From Physics 102 to Space Exploration
Sarah Katz’07 always knew she wanted to work on space exploration. After graduating from Beloit with a major in physics and minors in chemistry and computer science, however, she wasn’t sure whether to pursue graduate school in physics or in engineering. When after a year working in IT she started thinking again about grad school, she realized that applied physics offered the combination of physics and engineering she was looking for.
“I’m so excited that we’re going to be sending a mission to another planet and that the Clipper will be sending science data back!”
To get to this point, after leaving the IT field Sarah studied applied physics in the electrical engineering department at the University of Wisconsin Madison. She didn’t neglect her roots in the liberal arts, however. Even as she worked on her master’s degree, she took at least one course outside of the electrical engineering department each semester, whether the course was in solid state physics or psychology.

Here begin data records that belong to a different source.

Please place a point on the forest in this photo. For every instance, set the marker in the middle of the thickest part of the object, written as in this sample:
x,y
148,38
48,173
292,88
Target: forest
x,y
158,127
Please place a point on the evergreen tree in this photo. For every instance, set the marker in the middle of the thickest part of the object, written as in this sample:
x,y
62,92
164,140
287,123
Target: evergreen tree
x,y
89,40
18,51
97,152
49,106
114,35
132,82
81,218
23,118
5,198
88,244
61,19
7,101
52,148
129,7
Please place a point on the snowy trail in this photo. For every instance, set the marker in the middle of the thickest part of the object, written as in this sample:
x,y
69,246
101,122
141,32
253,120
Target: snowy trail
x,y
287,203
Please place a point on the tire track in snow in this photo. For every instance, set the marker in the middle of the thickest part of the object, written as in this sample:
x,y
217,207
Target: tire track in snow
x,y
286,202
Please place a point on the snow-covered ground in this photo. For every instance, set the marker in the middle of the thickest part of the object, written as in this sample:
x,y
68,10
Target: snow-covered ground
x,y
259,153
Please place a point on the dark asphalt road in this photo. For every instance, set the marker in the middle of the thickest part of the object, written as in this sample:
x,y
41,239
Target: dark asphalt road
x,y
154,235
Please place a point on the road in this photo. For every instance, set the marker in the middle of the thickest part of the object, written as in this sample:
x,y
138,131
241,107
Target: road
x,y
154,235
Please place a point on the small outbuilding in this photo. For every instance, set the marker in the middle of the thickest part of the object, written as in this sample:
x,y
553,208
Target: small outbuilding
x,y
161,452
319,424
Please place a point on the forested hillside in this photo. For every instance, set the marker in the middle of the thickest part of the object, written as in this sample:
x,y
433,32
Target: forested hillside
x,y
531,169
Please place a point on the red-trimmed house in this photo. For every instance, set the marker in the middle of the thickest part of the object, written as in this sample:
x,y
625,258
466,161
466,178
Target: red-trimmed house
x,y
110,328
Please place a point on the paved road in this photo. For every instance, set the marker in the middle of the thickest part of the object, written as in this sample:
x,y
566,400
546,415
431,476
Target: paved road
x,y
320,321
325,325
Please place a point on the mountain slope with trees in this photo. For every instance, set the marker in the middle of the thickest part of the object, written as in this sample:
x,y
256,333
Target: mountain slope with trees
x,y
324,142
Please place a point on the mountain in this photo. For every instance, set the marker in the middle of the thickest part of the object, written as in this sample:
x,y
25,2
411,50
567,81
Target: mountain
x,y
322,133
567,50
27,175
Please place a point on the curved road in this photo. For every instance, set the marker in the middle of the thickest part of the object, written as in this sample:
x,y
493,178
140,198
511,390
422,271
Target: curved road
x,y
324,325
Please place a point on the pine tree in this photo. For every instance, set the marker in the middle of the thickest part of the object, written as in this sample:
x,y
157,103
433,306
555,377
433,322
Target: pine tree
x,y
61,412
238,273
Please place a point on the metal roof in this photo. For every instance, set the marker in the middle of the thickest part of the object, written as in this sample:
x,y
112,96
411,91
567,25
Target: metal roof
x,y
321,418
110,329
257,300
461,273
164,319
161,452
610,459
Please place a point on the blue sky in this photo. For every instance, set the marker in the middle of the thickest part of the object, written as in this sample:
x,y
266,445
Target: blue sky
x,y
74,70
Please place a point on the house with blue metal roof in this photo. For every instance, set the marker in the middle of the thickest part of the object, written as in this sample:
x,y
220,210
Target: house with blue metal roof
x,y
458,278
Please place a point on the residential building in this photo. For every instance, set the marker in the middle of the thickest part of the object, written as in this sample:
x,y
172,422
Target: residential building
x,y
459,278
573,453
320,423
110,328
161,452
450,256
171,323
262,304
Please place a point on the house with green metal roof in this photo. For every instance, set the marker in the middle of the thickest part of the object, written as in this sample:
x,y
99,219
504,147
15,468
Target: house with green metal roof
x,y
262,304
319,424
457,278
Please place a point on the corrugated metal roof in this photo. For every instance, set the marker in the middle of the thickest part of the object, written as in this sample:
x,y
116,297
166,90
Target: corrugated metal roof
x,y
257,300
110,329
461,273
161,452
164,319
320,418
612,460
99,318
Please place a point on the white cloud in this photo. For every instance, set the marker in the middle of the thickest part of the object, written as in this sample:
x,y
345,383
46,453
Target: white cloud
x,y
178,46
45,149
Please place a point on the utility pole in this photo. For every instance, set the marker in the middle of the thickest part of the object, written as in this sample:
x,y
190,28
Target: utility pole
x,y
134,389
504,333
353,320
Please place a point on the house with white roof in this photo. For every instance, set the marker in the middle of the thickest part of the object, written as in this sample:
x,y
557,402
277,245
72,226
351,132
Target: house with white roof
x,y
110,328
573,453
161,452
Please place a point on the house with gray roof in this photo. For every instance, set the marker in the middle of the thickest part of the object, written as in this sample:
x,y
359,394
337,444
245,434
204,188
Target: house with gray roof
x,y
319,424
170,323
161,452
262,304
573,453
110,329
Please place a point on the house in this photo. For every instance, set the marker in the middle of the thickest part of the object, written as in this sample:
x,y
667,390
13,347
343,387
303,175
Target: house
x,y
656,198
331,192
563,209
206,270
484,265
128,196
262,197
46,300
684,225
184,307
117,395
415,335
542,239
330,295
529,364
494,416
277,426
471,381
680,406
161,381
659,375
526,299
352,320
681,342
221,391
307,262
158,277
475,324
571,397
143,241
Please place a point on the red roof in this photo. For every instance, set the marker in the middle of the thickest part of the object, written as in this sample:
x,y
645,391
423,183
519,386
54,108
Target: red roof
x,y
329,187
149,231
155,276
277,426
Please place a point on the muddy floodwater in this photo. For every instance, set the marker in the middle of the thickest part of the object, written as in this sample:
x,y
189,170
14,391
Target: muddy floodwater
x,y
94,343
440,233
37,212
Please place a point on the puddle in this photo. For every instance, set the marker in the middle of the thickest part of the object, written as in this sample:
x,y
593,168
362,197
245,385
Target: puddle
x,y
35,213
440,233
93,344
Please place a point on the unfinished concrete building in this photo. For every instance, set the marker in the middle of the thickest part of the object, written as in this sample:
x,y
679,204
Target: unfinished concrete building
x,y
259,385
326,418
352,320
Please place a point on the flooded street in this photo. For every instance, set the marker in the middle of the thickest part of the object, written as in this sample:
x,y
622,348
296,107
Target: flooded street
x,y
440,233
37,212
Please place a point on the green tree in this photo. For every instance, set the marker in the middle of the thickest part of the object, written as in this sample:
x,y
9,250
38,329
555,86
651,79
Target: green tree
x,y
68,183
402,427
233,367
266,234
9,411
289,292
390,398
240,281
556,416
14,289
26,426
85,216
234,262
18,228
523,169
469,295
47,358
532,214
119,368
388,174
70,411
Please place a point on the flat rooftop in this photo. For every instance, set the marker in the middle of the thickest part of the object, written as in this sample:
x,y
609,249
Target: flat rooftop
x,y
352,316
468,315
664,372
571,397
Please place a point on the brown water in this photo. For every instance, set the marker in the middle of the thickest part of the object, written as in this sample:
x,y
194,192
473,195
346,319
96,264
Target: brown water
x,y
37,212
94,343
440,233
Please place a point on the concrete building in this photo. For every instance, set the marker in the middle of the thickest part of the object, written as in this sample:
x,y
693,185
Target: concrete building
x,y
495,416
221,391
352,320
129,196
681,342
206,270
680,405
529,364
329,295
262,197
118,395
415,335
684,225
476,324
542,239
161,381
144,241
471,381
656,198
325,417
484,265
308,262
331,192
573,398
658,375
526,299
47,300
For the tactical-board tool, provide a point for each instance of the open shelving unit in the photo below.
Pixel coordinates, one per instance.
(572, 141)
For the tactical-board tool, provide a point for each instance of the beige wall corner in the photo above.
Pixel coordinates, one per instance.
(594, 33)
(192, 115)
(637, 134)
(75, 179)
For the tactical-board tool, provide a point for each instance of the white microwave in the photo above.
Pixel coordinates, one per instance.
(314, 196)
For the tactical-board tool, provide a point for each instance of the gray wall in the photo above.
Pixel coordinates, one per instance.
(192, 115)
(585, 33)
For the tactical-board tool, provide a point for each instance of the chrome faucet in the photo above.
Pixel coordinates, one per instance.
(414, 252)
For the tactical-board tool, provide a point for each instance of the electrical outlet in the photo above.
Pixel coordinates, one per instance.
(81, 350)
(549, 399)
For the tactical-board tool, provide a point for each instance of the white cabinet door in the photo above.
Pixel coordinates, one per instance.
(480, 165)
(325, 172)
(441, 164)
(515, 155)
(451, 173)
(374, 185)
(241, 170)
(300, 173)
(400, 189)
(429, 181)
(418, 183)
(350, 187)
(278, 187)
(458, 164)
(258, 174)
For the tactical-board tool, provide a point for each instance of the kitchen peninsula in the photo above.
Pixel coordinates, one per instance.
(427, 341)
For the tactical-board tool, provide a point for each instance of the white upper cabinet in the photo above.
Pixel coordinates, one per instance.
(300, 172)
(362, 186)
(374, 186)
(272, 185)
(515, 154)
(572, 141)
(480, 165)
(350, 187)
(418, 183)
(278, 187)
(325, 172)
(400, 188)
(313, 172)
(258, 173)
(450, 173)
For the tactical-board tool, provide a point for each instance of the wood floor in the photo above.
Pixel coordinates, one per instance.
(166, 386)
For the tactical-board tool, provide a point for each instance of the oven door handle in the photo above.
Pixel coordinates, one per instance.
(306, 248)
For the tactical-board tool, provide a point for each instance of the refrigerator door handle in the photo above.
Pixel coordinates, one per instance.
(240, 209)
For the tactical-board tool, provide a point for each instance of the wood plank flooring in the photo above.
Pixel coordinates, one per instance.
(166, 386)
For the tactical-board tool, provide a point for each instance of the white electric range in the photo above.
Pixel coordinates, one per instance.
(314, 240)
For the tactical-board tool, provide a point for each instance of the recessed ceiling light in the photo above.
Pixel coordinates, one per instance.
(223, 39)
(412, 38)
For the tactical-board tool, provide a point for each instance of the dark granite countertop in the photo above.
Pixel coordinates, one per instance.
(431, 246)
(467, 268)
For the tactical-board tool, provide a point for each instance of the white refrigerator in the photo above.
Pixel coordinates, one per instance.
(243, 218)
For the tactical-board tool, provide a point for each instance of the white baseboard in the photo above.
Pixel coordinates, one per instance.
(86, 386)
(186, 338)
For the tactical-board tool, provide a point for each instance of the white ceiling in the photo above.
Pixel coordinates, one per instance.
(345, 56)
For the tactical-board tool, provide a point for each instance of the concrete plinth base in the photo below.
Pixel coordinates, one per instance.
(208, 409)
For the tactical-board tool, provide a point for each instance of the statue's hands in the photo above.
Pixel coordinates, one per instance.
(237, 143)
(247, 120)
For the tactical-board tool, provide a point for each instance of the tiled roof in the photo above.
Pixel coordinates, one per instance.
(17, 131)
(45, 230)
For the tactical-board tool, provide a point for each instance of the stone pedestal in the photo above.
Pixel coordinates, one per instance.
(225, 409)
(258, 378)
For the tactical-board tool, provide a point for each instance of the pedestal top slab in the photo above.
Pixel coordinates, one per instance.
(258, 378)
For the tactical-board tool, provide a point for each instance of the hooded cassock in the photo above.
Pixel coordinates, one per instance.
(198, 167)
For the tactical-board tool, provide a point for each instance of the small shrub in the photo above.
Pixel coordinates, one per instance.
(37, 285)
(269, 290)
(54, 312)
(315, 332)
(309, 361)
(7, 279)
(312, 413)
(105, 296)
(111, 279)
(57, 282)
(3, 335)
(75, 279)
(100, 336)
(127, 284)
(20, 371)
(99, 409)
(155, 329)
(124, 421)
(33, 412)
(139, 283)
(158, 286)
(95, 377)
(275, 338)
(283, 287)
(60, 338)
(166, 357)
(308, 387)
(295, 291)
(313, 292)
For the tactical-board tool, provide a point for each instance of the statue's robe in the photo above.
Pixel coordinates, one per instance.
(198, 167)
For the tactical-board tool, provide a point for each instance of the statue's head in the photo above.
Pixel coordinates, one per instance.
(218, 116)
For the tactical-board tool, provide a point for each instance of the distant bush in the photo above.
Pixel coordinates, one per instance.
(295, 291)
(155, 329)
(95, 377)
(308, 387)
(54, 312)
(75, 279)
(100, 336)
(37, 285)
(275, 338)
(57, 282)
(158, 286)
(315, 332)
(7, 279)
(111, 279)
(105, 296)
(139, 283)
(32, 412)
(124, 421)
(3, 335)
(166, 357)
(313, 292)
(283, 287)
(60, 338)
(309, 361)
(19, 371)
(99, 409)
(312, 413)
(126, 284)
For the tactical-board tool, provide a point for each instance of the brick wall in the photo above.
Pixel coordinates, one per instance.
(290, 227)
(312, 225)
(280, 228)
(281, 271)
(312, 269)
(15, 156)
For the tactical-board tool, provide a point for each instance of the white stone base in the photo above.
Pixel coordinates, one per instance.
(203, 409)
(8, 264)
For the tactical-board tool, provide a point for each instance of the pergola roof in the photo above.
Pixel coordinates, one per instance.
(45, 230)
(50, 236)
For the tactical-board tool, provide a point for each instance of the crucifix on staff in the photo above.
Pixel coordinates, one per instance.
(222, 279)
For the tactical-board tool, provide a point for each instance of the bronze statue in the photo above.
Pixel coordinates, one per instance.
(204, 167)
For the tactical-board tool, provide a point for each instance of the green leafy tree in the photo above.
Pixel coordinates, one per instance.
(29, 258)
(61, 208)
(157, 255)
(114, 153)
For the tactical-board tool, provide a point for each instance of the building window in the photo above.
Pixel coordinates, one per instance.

“I took courses taught by experts in fields from metallurgy to x-ray CT machines. I also rotated through different labs working on x-ray tubes, silicon carbide power electronics, positron emission tomography detectors, and gamma ray spectroscopy. I then worked full time in the GE Detector Lab for 3 years.”
But the desire to work on space exploration was still there. Luckily, the spouse of a fellow Beloit alumnus worked at the Johns Hopkins Applied Physics Laboratory and was willing to pass her resume around. Her graduate studies and work in the gamma ray detector lab paid off. Today she is a radiation engineer for two instruments on the Europa Clipper mission, the MISE and PIMS.
How did her Beloit College education prepare for her current role?
“The electronics lab course I took at Beloit is perpetually invaluable for my work. It equipped me to read schematics and talk in the language of electronics engineers. But the same is true for Physics 102. There is no off-the-shelf software package for modeling the degradation of complex systems by radiation, so sometimes you have to go back to first principles. For example, after degradation, will there be enough current to charge a particular capacitor fast enough to avoid interfering with data collection?”
Beyond the concepts she learned at Beloit that are relevant to her current work, Sarah stresses the value of skills she acquired.
“In my line of work, you need to be able to do the hard, crunchy calculus needed to derive formulas. That means you have to be both mathematically comfortable and mathematically fluent. But you also have to be able to write well, so that you can write up plans and document what you have done. I’m glad the Beloit curriculum enabled me to strengthen my writing skills.”
Also invaluable: Beloit College taught Sarah to be to be willing to tackle anything, learn new things, and get up to speed quickly.